Nicolas Cage the vessel has been working regularly in those intermittent years, grinding away with lacklustre scripts, and in the case of Left Behind (2014) – completely phoning in a performance (but then again, if you’ve seen the film, who would blame him?). Forgive me for saying so, but I was starting to believe he just didn’t have it in him anymore. Or maybe he just didn’t care to. Either way, there has been a Cage-sized chasm in my life, and I’ve been waiting for the movie to fill it. Well, you can take that wide-eyed, maniacal grin off the milk cartons now, because at least for around 90 minutes, he’s back!
In Mom and Dad, Cage plays a bored father to two children; a mischievous young son (Zackary Arthur) and a bratty teenage girl (Anne Winters). He’s struggling with growing old, becoming an empty, almost drone-like being, constantly going through the motions day after day. He longs for his old ‘tasche and Trans-Am days. The Mojitos and motorboat days. His frustrations taken out musically on a self-made pool table that just won’t level out.

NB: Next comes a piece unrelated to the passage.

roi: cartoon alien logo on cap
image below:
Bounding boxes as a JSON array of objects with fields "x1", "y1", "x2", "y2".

His wife (Selma Blair) is in a similar position. She was once young, fit and beautiful – a former model. Life after having two children has rendered her (in her eyes) an old useless hag. Of course, not really, but to her her young self has died and been replaced with something she doesn’t recognise or appreciate. The resentment towards their children is already there, if only just festering under the surface, ready to burst.
Then comes the hook of the entire film. A strange epidemic sweeps the nation. All of a sudden, all parents are overcome with a passionate urge to murder their own children by any means necessary, often in the most brutal, gruesome, and funny scenes (you may never listen to Roxette’s It Must Have Been Love in the same way again). Cage and Blair’s Mom and Dad are not exempt from the rapidly spreading mind-disease, and so begins a cat and mouse chase, somehow confined to a single house, where their children must use every trick in Kevin McCallister’s playbook to survive.

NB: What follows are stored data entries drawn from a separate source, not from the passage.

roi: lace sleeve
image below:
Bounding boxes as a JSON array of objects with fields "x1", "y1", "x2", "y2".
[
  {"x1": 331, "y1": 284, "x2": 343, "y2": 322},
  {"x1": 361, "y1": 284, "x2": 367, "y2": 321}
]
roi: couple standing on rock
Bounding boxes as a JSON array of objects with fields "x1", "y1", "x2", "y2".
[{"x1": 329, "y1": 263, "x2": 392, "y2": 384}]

The action is fast and rapid, interspersed occasionally with slow-motion cuts to really amp up the impact. The dialogue is snappy, and often funny. Cage and Blair flip back and forth between loving couple and murderous, rampaging parents so naturally you might think they had done this before.
Cage is the old Cage. The all-singing, all-dancing, nutty maniac Nicolas Cage, in all his spectacular glory. If the spirit of Nicolas Cage has been lying dormant in recent years, I hope Mom and Dad is the flame that lights the powder keg of magnificence for many years to come. Mom and Dad may not win any oscars but I promise you won’t be bored watching it for a moment.